In the inter-colonial final (against Barbados in 1956), British Guiana made 581: Kanhai 195 (run out). Barbados were dismissed for 211. His skills and his mercurial approach were congruent with a seminal Indo-Guyanese aspiration – to produce a first-rate batsman imbued with passion and panache, in the West Indian style. Kanhai would henceforth speak for his people whether he liked it or not. So when he was selected to tour England with the West Indies in 1957, aged 21 (the youngest member), a long-held dream was answered. The Trinidadian journalist, Owen Mathurin, noted: ‘Kanhai is reputed to have the eyes of an eagle…a first-class bat in the making. He possesses a variety of strokes [and] is very smart in the field…The steep upward trend which British Guiana cricket has taken recently in relation to the other West Indian colonies is due largely to the efforts of this fine young player’.

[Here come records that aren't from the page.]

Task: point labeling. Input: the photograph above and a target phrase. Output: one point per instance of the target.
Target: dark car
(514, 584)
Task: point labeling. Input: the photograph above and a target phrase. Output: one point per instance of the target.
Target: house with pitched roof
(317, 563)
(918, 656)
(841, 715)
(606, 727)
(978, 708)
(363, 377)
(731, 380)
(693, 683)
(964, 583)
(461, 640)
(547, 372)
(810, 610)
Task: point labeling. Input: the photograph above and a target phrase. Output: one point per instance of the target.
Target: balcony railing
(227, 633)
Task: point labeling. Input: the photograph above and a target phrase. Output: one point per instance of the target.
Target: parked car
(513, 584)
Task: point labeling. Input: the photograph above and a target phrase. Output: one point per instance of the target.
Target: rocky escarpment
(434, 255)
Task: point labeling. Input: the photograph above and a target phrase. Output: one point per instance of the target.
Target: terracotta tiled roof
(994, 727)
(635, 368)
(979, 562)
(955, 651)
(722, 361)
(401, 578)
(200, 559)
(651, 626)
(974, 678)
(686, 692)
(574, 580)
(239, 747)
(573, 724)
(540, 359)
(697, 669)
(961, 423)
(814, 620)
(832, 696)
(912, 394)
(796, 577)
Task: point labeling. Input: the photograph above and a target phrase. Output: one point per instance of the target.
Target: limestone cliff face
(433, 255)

But West Indies were vanquished 3-0 – a catastrophic fall after their glory of 1950. Kanhai had an undistinguished tour. The pain of Indo-Guyanese was palpable, however credible the explanation for Kanhai’s failure in England. No batsman reached 40 in the averages: Collie Smith was first with 39.60, then came Worrell, 38.88, Sobers, 32.00, Walcott, 27.44; Kanhai was fifth with 22.88, followed by Weekes, 19.50. That Indo-Guyanese were not overwhelmed with despair was largely attributable to Cheddi’s Jagan victory in the general elections of August 1957. All the great stars were eclipsed on that tour of 1957, yet the fear that Rohan may not get another chance was gnawing. Many Indo-Guyanese offered prayers that Rohan Kanhai, like Cheddi Jagan, would deliver soon. Kanhai’s batting in 1958, against Pakistan, built on the possibilities evinced spasmodically in England the previous year. He reached 96 in Trinidad and 62 at home in British Guiana, but his average of 37.37 paled against the Olympian batting of Garry Sobers, who averaged 137.33. But Rohan was selected to go on the West Indies tour of India, in 1958-9. It was seen as a kind of homecoming; and he had to come good now. To do otherwise would give the impression, in Mother India, that the years had been squandered. Two other Port Mourant batsmen were also selected: Basil Butcher and Joe Solomon. Three Indians were in the West Indies team: Kanhai, Solomon and Sonny Ramadhin.